Soixante neuf ans plus tard une quantité résiduelle est encore présente dans le sous-sol. L’acte héroïque est devenu acte de pollution.
En 1998, le Grand Lyon avait déjà, à la demande de la commune, proposé un projet de requalification de ce secteur. A cette époque les éléments concrets de la pollution étaient inconnus
En 2001, lorsque le dépôt de Shell a été mis en vente, il devenait opportun et essentiel de maîtriser cette grande surface de 2 ha. A la demande de la commune, le Grand Lyon s’est alors positionné pour l’achat du dépôt : évitant ainsi sa reprise par une autre société de stockage d’hydrocarbures qui était déjà sur les rangs. Les risques majeurs de feu et d’explosion pouvaient alors de ce fait être définitivement éliminés.
En 2002, en raison de la législation sur les Installations Classées, l’arrêt de fonctionnement définitif de Shell obligeait cette société à fournir des études sur l’état de l’environnement de son site ; Et c’est à partir de cette date que les choses ont commencé à se complexifier. En effet, des études globales de la zone effectuées par les industriels ont mis en évidence l’existence d’une lentille d’hydrocarbures positionnée à 10 mètres de profondeur sur la nappe phréatique.

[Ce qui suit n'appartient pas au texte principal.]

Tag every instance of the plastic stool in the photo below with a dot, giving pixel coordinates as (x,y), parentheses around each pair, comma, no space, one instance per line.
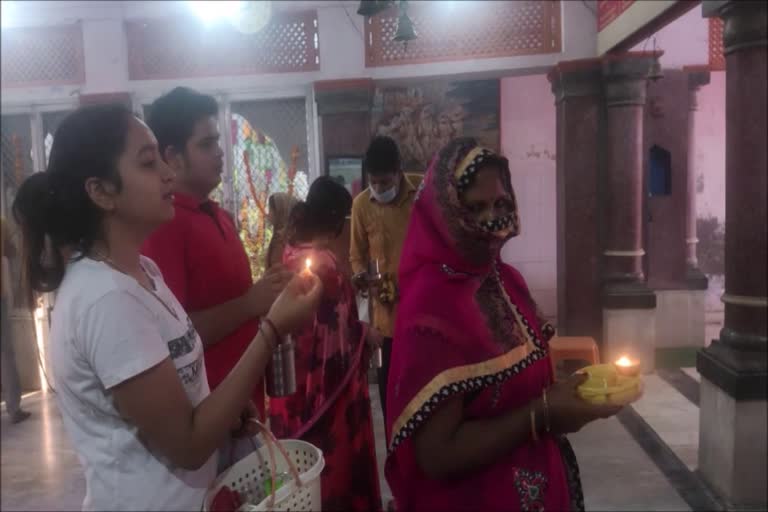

En 2004 la question des responsabilités de cette pollution a commencé à se poser, car l’acheteur potentiel, le Grand Lyon ne pouvait pas assumer cette contrainte et cette responsabilité. De plus, Shell réfutait aussi de l’endosser. En effet, même si la source se trouvait localisée sur son terrain, le dépôt Shell n’avait été construit qu’en 1967 sur des terrains agricoles, bien après ces faits de guerre.
Dès 2005, des recommandations Préfectorales demandaient au maire de prendre un arrêté municipal interdisant la consommation d’eau souterraine de la nappe. Ce qui fut exécuté.

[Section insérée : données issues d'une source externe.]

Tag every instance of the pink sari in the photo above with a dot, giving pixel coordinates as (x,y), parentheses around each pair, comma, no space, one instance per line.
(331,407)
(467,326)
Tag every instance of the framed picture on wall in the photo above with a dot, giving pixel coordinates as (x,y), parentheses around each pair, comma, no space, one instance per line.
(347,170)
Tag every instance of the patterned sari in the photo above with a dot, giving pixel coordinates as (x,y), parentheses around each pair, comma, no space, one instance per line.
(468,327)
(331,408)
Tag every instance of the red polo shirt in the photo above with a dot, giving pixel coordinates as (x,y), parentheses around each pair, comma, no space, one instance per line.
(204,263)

Fin 2006, Shell s’engage dans la déconstruction de la totalité de son dépôt (stockages, et poste de chargement des camions). Ce démantèlement était un signe fort. Il laisse maintenant place nette à une importante surface.(photo de l"article)
En 2007, après plusieurs jugements et recours gagnés par les industriels et la commune sur des annulations de permis de construire dans tout le secteur, une partie de la responsabilité de la pollution a été reconnue à l’Etat, par un Jugement du Tribunal Administratif.
En 2008, la situation était donc complètement bloquée, et si cela restait en l’état, on se dirigeait vers une grande friche inexploitable. Il fallait en sortir pour lancer un projet d’aménagement à vocation économique, et ne pas laisser aux générations futures une friche industrielle au sous-sol pollué.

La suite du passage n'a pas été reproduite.